MI REINO POR UN CABELLO

Teódulo López Meléndez, Caracas.

2012-06-16_1Ha aparecido el rey. Ha aparecido el cadáver del rey. Ha sido encontrado debajo de las pesadas lápidas donde se suponía estaba, rodeado el lúgubre lugar por una pared roja. “Feo, jorobado, deformado, mutilado”, se escuchó gritar en Stratford-upon-Avon, como en The Life and Death of King Richard III. Los habitantes del lugar corrieron ante el grito y encontraron que su más ilustre paisano era el responsable de haberlo proferido, dado que la sentencia contra quien moviese aquellos restos había cambiado ligeramente de lugar.

Ha aparecido el cadáver de Ricardo III. Uno vuelve a ver al inolvidable Fausto Verdial colgando de un andamio en aquellos tiempos de la Compañía Nacional de Teatro de Venezuela profiriendo amenazas contra el rey Eduardo IV.  Son los tiempos de las conspiraciones. Ricardo contra su hermano Jorge para recluirlo en la Torre de Londres y eliminar a quien le precede como heredero al trono. Son los tiempos de los muertos, marido y padre de Lady Ana, para tomar para sí la doncella.

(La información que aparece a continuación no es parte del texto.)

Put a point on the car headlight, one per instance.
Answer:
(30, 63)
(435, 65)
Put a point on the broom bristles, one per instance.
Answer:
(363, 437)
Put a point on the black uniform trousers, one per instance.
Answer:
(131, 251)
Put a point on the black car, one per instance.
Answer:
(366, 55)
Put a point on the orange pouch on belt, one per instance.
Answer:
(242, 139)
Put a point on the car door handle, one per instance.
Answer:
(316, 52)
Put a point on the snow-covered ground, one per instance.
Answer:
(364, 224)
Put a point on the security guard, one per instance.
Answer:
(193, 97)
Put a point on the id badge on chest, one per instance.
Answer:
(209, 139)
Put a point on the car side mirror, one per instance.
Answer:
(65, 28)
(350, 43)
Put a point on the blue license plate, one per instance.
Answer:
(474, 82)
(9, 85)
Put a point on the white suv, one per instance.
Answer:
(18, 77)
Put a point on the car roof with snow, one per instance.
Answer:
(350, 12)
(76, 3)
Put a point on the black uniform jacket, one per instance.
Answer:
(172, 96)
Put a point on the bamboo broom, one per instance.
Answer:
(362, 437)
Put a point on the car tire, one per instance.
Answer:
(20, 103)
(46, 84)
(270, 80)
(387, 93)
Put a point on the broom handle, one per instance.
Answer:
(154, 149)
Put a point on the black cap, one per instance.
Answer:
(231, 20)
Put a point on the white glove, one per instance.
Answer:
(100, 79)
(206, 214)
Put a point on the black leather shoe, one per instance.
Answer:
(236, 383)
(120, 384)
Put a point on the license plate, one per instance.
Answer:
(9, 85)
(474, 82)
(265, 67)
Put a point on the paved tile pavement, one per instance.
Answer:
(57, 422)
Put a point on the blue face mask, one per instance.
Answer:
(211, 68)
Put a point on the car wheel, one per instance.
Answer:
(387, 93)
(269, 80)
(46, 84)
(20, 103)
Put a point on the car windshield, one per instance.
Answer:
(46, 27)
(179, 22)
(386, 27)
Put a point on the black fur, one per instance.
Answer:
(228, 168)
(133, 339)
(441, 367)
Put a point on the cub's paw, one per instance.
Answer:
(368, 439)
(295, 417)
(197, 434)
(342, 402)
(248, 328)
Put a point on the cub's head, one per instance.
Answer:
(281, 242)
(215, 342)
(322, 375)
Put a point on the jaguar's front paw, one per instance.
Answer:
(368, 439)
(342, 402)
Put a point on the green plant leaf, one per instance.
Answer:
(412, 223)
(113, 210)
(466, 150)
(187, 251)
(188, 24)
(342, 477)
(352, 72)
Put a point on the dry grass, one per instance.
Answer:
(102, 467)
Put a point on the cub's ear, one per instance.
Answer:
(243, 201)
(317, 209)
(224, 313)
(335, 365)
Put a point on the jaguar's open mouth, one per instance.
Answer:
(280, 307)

Es Ricardo III, aseguran patólogos y universidades. Ha salido de los siglos y como en la batalla de Bosworth Field los muertos que bien mató le gritan: “Desespera y muere”. Ese año de 1485 cuando Enrique Tudor le da muerte paga todas sus culpas. Cuenta William Shakespeare que sólo en medio de la batalla llora desconsoladamente gritando: “Un caballo, un caballo, mi reino por un caballo”.

Tiempos aquellos de permisividad y descontrol. Algunos aseguran que también el carnaval lo es y que por eso se usan máscaras. El carnaval se puede rastrear hasta cinco mil años de distancia y pasearse por las saturnales y las lupercales romanas hasta cuando navegantes portugueses y españoles lo trajeron hasta estas tierras denominadas en el pasado “de Gracia”.

Fue Río de Janeiro el más grande carnaval del mundo, hasta que al fin llegó la admisión de que tal récord había pasado a Caracas, pues otra cosa no fue la visita de Lula Da Silva a La Habana ataviado con una relampagueante guayabera roja. Caracas, desde hace unos años, inaugura su carnaval el 4 de febrero con aviones rusos sobrevolando los cielos y tanquetas adornadas con banderas alusivas y unos disfraces que causan la envidia de las escolas de Samba. Con un poco menos de cabello, Diosdado ha podido alegar estaba disfrazado de Marcos Pérez Jiménez.

Sin embargo, este país holográfico –con dudas si llamarlo caricatural– no se conforma con el desplome de Río y avanza sobre París. Este 4 de febrero hemos visto los Estados Generales convocados para anunciar el vicepresidente que el presidente de la Asamblea Nacional ha diseñado la nueva gorra oficial, la que estará presente para distinguir a Caracas como la nueva capital de la moda mundial, como símbolo perenne de la agitación y de la amenaza. Ni en París en 1789 se realizó anuncio tan trascedente.

No ha sido el hecho de Luis XVI destituir al ministro Necker. La ceremonia más bien parecía de celebración de uno nuevo, la de Elías Jaua como Canciller. Inválidos sí, con todo y alguna dama disfrazada de princesa enseñando al pueblo un seno del cual amamantarse. No se celebrará al año siguiente la demolición de la Pastilla. Aquí se ha convertido al Museo Militar en la Toma de la Pastilla y para ello se ha fijado el 14 de julio como la real de las elecciones locales de alcaldes y concejales, una postergada una y otra vez, en abierta violación de todo, porque una vez tomada la Pastilla “los revolucionarios nos tomamos la Pastilla cuando nos de la gana”.

París tiembla. Ha sido desplazado como cuna de una memorable revolución. El nuevo 14 de julio tendrá como escenario a Venezuela, con unas elecciones para los cuales se modifican circuitos y se complace al partido gobernante para que tenga tiempo de elegir a sus candidatos. El 14 de julio será venezolano. Ya la oposición anuncia, con ese carácter que hace temblar las piedras, que se harán primarias en el pintoresco municipio caraqueño de El Hatillo, mientras todo lo que se observa indica que tendrán un nuevo retroceso.

Quizás uno confunda las fechas. Quizás este ditirambo de vicepresidente mostrando la gorra diseñada por su socio en el poder, más la reaparición de Ricardo III, más la inauguración oficial del carnaval 2013 el memorable, por sangriento, 4 de febrero y elecciones un 14 de julio para usurpar a París la Toma de las Pastilla lo hayan a uno confundido y ya uno no sepa si es Shakespeare el que pone a gritar al usurpador “mi reino por un Cabello”.